The friendly way to catch the flu

16 Sep 2010

Your friends are probably more popular than you are. And this ''friendship paradox'' may help predict the spread of infectious disease.

 
The largest component, 714 people, of the social network studied by Fowler and Christakis, on Dec. 8, 2009. Infected individuals are colored red, friends of infected individuals are colored yellow, and circle size is proportional to the number of friends infected. A movie tracks the spread of the flu from 1 September through 31 Dec 2009.
Photo Credit: Courtesy James Fowler, UC San Diego

Nicholas Christakis, professor of medicine, medical sociology and sociology at Harvard University, and James Fowler, professor of medical genetics and political science at the University of California, San Diego, used the paradox to study the 2009 flu epidemic among 744 students. The findings, the researchers say, point to a novel method for early detection of contagious outbreaks.

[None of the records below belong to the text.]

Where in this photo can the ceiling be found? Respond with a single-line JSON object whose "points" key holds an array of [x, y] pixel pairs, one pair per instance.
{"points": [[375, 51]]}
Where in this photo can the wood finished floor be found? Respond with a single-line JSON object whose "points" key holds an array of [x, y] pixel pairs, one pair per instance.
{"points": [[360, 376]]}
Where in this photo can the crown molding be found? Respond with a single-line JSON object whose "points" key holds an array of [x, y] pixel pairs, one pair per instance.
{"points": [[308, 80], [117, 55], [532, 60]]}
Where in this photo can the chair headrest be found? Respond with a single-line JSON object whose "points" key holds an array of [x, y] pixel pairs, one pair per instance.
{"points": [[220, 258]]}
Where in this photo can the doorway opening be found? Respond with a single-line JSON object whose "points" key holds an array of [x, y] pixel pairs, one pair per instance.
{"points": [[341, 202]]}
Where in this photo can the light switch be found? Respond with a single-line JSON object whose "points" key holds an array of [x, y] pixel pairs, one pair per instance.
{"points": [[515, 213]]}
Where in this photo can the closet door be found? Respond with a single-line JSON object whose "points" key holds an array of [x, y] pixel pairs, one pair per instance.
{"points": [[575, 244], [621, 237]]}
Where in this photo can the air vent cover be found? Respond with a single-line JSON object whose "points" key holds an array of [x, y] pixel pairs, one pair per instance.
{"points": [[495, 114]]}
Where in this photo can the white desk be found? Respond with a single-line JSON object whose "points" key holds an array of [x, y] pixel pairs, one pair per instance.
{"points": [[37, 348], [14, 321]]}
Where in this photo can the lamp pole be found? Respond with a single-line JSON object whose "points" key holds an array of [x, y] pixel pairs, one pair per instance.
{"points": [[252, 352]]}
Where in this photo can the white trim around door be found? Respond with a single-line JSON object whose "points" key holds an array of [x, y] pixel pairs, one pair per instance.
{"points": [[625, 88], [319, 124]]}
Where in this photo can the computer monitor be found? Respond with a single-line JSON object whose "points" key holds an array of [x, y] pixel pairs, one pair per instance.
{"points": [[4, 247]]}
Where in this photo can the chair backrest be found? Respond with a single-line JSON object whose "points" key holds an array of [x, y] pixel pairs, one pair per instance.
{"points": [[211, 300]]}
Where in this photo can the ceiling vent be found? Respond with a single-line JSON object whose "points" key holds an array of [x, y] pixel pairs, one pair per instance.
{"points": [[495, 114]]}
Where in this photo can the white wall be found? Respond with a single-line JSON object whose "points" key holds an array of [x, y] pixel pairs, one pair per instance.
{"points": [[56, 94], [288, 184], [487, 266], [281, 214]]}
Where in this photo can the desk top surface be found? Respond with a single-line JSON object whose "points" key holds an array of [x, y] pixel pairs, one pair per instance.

Analysing a social network and monitoring the health of its central members is an ideal way to predict an outbreak. But such detailed information simply doesn't exist for most social groups, and producing it is time-consuming and expensive.

The ''friendship paradox,'' first described in 1991, potentially offers an easy way around this. Simply put, the paradox states that, statistically, the friends of any given individual are likely more popular than the individual herself. Take a random group of people, ask each of them to name one friend, and on average the named friends will rank higher in the social web than the ones who named them.

If this is hard to fathom, imagine a large cocktail party with a host holding court in the center while, at the fringes, a few loners lean against the walls staring at their drinks. Randomly ask the party-goers to each name a friend, and the results will undoubtedly weigh heavily in the direction of the well-connected host. Few people will name a recluse.

And just as they come across gossip, trends and good ideas sooner, the people at the center of a social network are exposed to diseases earlier than those at the margins.